Il est frappant de constater qu’un autre résistant célèbre, Honoré d’Estienne d’Orves, débarqua également sur la côte sud de Plogoff, tout petit village on le rappelle, en provenance d’Angleterre, le 21 décembre 1940. Lui aussi paya cher son engagement puisqu’il fut fusillé par les Allemands au Mont-Valérien le 29 août 1941. Et l’on se rappelle encore que l’île de Sein, à quelques encablures, envoya un bon nombre d’habitants rallier la France libre sitôt la défaite de 1940.

Dans un passé plus lointain, qui nous ramène à la Révolution française, les paroissiens de Plogoff soutinrent les prêtres réfractaires, en cachant certains dans une grotte près de la Pointe du Raz où on leur descendait à manger par un trou secret.

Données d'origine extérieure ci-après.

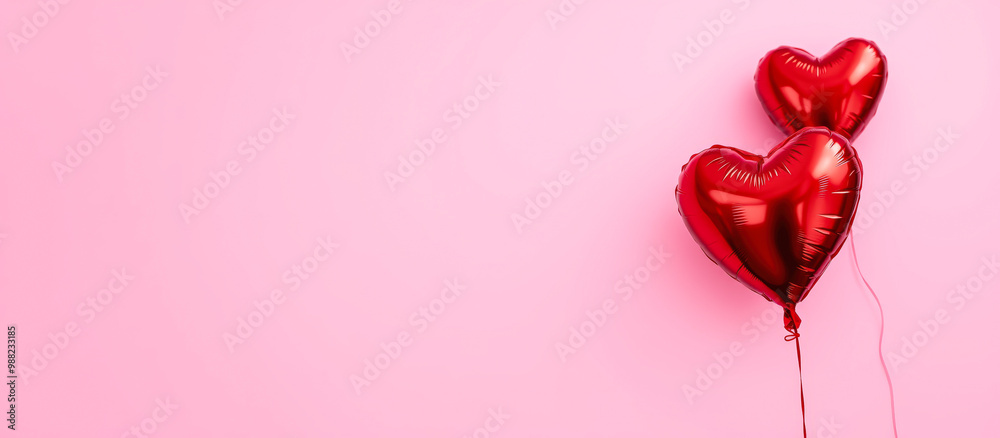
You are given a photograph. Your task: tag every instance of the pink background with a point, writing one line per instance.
(493, 347)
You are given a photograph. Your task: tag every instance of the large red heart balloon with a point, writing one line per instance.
(773, 223)
(840, 91)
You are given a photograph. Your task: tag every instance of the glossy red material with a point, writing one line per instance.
(773, 223)
(840, 91)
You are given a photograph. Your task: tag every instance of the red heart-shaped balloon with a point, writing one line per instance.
(773, 223)
(840, 91)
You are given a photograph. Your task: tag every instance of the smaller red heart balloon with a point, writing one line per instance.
(773, 223)
(840, 90)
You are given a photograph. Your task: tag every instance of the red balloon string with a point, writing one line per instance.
(881, 333)
(798, 353)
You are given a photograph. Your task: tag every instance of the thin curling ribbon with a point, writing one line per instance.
(794, 336)
(881, 334)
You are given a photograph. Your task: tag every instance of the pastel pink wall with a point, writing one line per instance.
(302, 221)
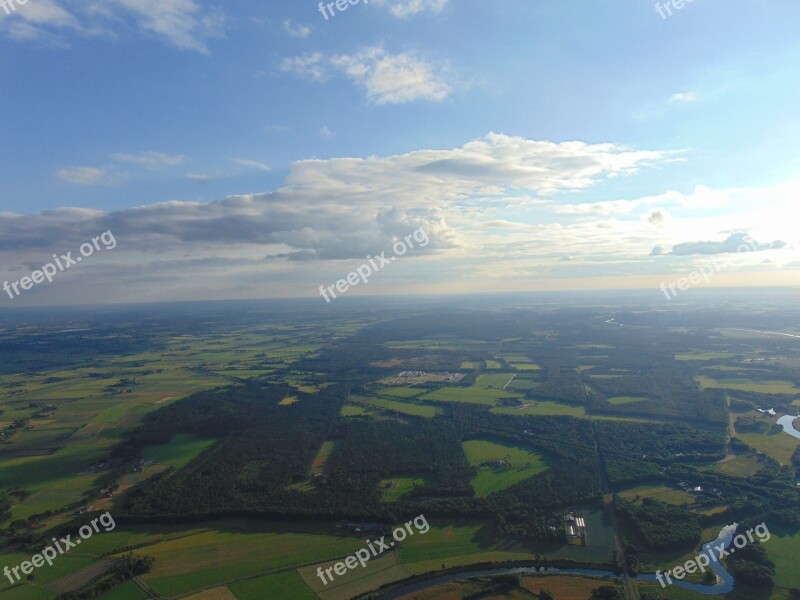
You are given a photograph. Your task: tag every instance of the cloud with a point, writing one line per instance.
(735, 242)
(387, 78)
(251, 163)
(342, 207)
(403, 9)
(658, 218)
(87, 176)
(198, 176)
(154, 161)
(311, 66)
(684, 97)
(182, 23)
(300, 31)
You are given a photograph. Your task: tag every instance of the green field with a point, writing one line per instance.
(703, 356)
(659, 492)
(783, 549)
(353, 410)
(210, 558)
(739, 465)
(779, 446)
(321, 460)
(179, 452)
(525, 366)
(774, 386)
(517, 464)
(417, 410)
(394, 488)
(616, 400)
(286, 585)
(401, 392)
(542, 408)
(486, 390)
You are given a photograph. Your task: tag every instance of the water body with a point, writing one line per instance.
(787, 422)
(723, 586)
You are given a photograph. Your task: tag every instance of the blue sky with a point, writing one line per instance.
(250, 149)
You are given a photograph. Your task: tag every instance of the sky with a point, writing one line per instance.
(252, 149)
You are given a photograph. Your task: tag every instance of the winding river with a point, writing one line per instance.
(787, 422)
(723, 586)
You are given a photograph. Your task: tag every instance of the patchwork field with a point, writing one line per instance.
(501, 465)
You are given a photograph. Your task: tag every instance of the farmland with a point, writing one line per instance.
(294, 424)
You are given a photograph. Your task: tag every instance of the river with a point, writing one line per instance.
(723, 586)
(787, 421)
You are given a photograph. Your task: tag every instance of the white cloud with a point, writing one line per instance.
(301, 31)
(407, 8)
(310, 66)
(151, 160)
(87, 176)
(183, 23)
(387, 78)
(684, 97)
(251, 163)
(480, 203)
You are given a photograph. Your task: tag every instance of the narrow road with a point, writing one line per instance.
(630, 589)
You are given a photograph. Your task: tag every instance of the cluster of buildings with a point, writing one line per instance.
(575, 527)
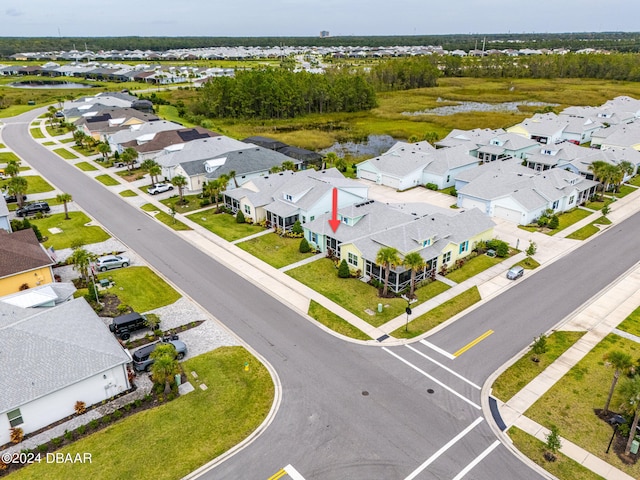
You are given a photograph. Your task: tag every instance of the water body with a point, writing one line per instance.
(466, 107)
(374, 146)
(49, 85)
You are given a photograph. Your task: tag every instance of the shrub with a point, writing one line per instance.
(16, 434)
(343, 270)
(80, 407)
(304, 246)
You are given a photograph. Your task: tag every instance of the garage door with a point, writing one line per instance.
(507, 214)
(368, 175)
(390, 181)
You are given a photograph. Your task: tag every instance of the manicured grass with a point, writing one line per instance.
(5, 157)
(128, 193)
(86, 167)
(355, 295)
(518, 375)
(277, 251)
(181, 435)
(74, 231)
(193, 203)
(441, 313)
(334, 322)
(472, 267)
(171, 221)
(36, 132)
(564, 468)
(35, 184)
(571, 402)
(631, 324)
(140, 288)
(66, 154)
(107, 180)
(224, 225)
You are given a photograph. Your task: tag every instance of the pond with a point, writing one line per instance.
(49, 84)
(466, 107)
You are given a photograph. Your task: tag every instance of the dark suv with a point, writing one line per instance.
(33, 208)
(123, 325)
(142, 360)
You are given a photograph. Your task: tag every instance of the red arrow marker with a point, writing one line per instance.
(334, 222)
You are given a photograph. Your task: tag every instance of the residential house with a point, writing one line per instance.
(407, 165)
(440, 236)
(24, 263)
(283, 198)
(53, 358)
(513, 192)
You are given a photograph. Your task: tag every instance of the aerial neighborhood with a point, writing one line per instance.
(544, 166)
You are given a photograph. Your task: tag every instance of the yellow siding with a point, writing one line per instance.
(33, 278)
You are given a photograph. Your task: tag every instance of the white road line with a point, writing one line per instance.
(478, 459)
(293, 473)
(438, 349)
(444, 366)
(432, 378)
(444, 448)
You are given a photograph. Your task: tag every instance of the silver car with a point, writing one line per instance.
(112, 261)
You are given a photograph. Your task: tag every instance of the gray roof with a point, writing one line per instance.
(52, 348)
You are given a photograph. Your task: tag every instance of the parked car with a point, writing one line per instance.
(515, 272)
(108, 262)
(33, 208)
(160, 188)
(123, 325)
(142, 360)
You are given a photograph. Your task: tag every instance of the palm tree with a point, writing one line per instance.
(387, 257)
(620, 362)
(180, 182)
(631, 393)
(414, 262)
(65, 198)
(17, 186)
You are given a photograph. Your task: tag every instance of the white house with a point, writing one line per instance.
(53, 358)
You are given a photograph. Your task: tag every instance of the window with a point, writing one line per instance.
(15, 417)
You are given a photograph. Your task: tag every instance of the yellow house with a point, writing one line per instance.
(24, 263)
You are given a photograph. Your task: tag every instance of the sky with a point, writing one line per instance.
(306, 18)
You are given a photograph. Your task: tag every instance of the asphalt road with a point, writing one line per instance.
(352, 411)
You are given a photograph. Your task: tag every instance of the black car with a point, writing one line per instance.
(33, 208)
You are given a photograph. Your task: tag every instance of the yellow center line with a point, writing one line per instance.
(473, 343)
(278, 475)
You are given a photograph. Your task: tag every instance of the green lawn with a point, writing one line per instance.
(36, 132)
(128, 193)
(224, 225)
(173, 439)
(564, 468)
(518, 375)
(355, 295)
(571, 402)
(74, 230)
(66, 154)
(472, 267)
(334, 322)
(107, 180)
(277, 251)
(436, 316)
(86, 167)
(142, 289)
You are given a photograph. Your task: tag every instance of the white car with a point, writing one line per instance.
(159, 188)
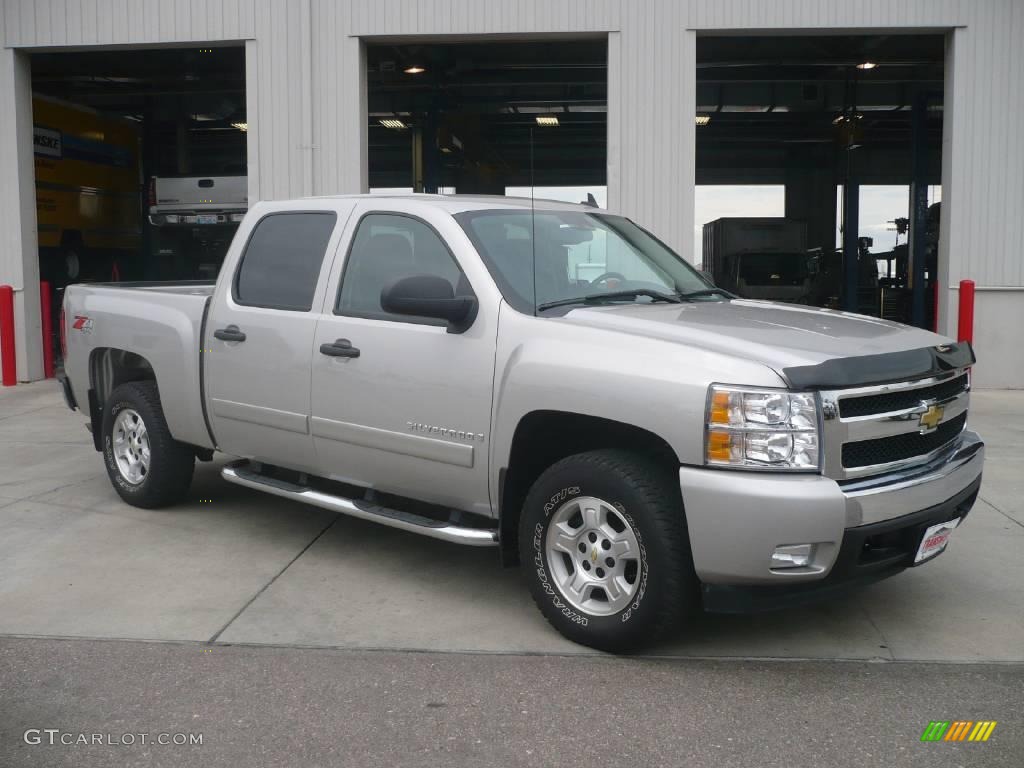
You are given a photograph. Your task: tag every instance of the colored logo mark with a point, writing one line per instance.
(958, 730)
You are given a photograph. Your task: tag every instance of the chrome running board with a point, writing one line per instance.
(241, 473)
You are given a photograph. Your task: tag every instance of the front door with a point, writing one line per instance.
(411, 414)
(259, 335)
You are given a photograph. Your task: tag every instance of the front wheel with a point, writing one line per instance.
(146, 466)
(608, 558)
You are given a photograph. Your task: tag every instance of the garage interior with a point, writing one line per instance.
(489, 118)
(830, 119)
(160, 113)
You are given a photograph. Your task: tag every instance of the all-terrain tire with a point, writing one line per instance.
(170, 464)
(646, 497)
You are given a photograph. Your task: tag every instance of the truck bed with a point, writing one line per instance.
(160, 322)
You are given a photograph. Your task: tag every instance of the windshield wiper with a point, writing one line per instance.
(596, 298)
(706, 292)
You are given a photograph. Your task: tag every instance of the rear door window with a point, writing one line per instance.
(282, 260)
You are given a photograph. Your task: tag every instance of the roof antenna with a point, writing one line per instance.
(532, 217)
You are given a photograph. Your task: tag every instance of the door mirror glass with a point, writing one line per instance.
(429, 296)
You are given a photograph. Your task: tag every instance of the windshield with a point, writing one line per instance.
(772, 268)
(579, 255)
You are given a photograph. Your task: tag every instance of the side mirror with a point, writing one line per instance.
(429, 296)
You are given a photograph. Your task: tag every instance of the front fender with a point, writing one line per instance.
(543, 364)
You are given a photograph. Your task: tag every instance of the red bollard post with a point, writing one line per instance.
(7, 361)
(47, 322)
(965, 331)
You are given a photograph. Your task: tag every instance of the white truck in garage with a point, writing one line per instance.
(641, 440)
(759, 257)
(194, 221)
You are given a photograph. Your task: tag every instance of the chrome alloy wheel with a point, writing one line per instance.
(594, 556)
(131, 446)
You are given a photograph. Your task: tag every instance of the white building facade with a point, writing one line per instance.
(306, 97)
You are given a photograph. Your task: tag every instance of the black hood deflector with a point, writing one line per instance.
(841, 373)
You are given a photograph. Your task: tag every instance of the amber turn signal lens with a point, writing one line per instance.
(720, 408)
(719, 446)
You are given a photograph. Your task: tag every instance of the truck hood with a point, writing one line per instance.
(779, 336)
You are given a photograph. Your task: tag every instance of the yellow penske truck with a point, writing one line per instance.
(88, 194)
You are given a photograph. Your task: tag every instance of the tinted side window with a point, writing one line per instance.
(385, 248)
(283, 260)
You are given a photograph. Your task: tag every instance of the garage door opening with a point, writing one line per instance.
(489, 118)
(844, 124)
(140, 162)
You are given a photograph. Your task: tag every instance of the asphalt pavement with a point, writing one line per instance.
(317, 707)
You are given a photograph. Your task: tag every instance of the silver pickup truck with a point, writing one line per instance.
(642, 441)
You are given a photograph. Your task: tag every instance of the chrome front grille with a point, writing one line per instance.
(876, 429)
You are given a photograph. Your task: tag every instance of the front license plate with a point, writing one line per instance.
(935, 540)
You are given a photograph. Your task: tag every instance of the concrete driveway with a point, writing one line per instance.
(235, 566)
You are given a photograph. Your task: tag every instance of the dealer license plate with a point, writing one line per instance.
(935, 540)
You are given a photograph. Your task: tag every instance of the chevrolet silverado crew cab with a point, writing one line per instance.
(640, 440)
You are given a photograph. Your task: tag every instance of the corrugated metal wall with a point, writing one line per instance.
(307, 94)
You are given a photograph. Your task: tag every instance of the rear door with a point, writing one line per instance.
(259, 336)
(411, 414)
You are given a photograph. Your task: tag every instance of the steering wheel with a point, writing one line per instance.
(606, 275)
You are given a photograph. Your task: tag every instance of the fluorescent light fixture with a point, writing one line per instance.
(527, 110)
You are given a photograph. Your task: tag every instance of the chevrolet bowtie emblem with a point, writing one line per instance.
(931, 418)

Un représentant du Directoire déplorait alors « l’esprit d’incivisme et de révolte » des habitants, qui manifestaient « la résistance la plus ouverte à l’exécution des décrets de la Convention nationale » (21 octobre 1973).

Achevons ainsi notre voyage sur les rudes et belles terres de Plogoff, en rendant hommage à tous les résistants, passants, manants,
contestataires et prolétaires,
pêcheurs, orateurs, rêveurs,
pères, mères, frères et sœurs,
femmes et hommes de coeur,
louves et vieux loups de mer,
craignant, espérant et vivant !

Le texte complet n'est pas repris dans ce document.